113 The 14 February 2020 letters are consistent with the legal relationship of agency which the Ten licensees established with BA on 18 July 2019. Further, TXA's submission that the subsequent confirmatory act of the Ten licensees has effect only on and from 24 February 2020 is incorrect. The confirmation functions as a ratification of the agency and relates back to the actions of BA on and from 18 July 2019.
114 As BA and the Ten licensees submitted:
(1) it is necessary to identify the particular action in question (the making of the 18 July 2019 offer), and ask whether that action was made by the purported agent (BA), on behalf of the principal (the Ten licensees);
(2) this depends on whether, in making the offer, BA purported to act on behalf of the Ten licensees and whether BA was authorised to do so;
(3) the questions are to be determined as matters of objective fact having regard to the "the actual incidents and content of the relationship": South Sydney District Rugby League at [135]; and
(4) agency is not a matter of subjective intent - it is a "consensual relationship" between agent and principal, whereby the former acts on behalf of the latter: Tonto Home Loans at [175] and [177].
115 Further, and as BA and the Ten licensees also submitted:
(1) TXA was informed in the 18 July 2019 offer that BA was making the offer as agent for, and on behalf of, the Ten licensees, and that the Ten licensees sought to agree terms and conditions for access to certain of TXA's transmission towers, sites and associated facilities;
(2) there can be no doubt that BA was authorised to act on behalf of the Ten licensees in making the 18 July 2019 offer. The terms of the 18 July 2019 agency appointment are unequivocal, and the Ten licensees have also ratified the 18 July Offer by their letters of 14 February 2020; and
(3) TXA rejected the 18 July 2019 offer.
116 Further, as the Ten licensees contended, it is not the case that the ACCC's jurisdiction depends on the access seeker having first made an offer which, if accepted, would result in a final binding agreement. As the Ten licensees put it, "many negotiations may never reach that point". TXA's contentions are thus misconceived as a matter of construction of the statutory access regime. Its contention are also misconceived as a matter of fact - had TXA and BA executed the Master Access and Services Agreement as proposed by BA, then the Ten licensees as principals would have been bound by its terms.
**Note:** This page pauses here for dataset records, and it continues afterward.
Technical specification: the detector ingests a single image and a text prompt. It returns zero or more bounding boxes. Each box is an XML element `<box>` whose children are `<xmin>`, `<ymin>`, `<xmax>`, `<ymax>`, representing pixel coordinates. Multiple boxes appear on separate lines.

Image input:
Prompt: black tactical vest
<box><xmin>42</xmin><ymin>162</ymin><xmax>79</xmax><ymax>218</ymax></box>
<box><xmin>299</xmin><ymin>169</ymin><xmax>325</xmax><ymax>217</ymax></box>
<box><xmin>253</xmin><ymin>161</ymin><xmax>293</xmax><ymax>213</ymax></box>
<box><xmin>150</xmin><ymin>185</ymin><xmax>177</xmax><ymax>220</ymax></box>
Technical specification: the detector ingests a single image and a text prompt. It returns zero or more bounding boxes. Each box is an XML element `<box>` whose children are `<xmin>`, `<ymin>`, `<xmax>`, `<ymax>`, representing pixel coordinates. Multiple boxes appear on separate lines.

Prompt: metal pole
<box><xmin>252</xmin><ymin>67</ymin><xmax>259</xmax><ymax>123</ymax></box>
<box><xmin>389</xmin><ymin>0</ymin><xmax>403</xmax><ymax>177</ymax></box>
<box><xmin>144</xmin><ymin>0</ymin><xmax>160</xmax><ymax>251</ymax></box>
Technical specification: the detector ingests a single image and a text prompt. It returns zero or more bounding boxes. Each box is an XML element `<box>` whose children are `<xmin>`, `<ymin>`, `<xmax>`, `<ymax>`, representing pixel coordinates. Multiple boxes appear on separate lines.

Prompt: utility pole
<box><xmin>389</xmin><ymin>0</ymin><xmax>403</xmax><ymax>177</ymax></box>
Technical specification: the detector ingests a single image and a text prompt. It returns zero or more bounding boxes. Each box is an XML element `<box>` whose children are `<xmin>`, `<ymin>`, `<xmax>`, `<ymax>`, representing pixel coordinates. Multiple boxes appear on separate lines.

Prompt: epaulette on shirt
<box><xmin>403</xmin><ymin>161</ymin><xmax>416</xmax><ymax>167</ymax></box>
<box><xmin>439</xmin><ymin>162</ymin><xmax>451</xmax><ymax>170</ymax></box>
117 Further again, it cannot be accepted that the Ten licensees somehow lacked capacity to appoint BA as their agent. As the Ten licensees said, this is not a case of the Ten licensees seeking to transfer their rights as access seekers to BA. Rather, the Ten licensees authorised BA to act as their agent for the purposes of Pt 5 of Sch 4 to the BSA. No transfer of access is involved. The access seekers are the Ten licensees who waive the relevant rights of access under the statutory regime.
118 For these reasons it must be accepted that in making the 18 July 2019 offer BA was acting as the agent of each of the Ten licensees each of whom was an access seeker within the meaning of Pt 5 of Sch 4 to the BSA. As the discussion above discloses, TXA unequivocally rejected that request for access, a fact relevant to the next issue.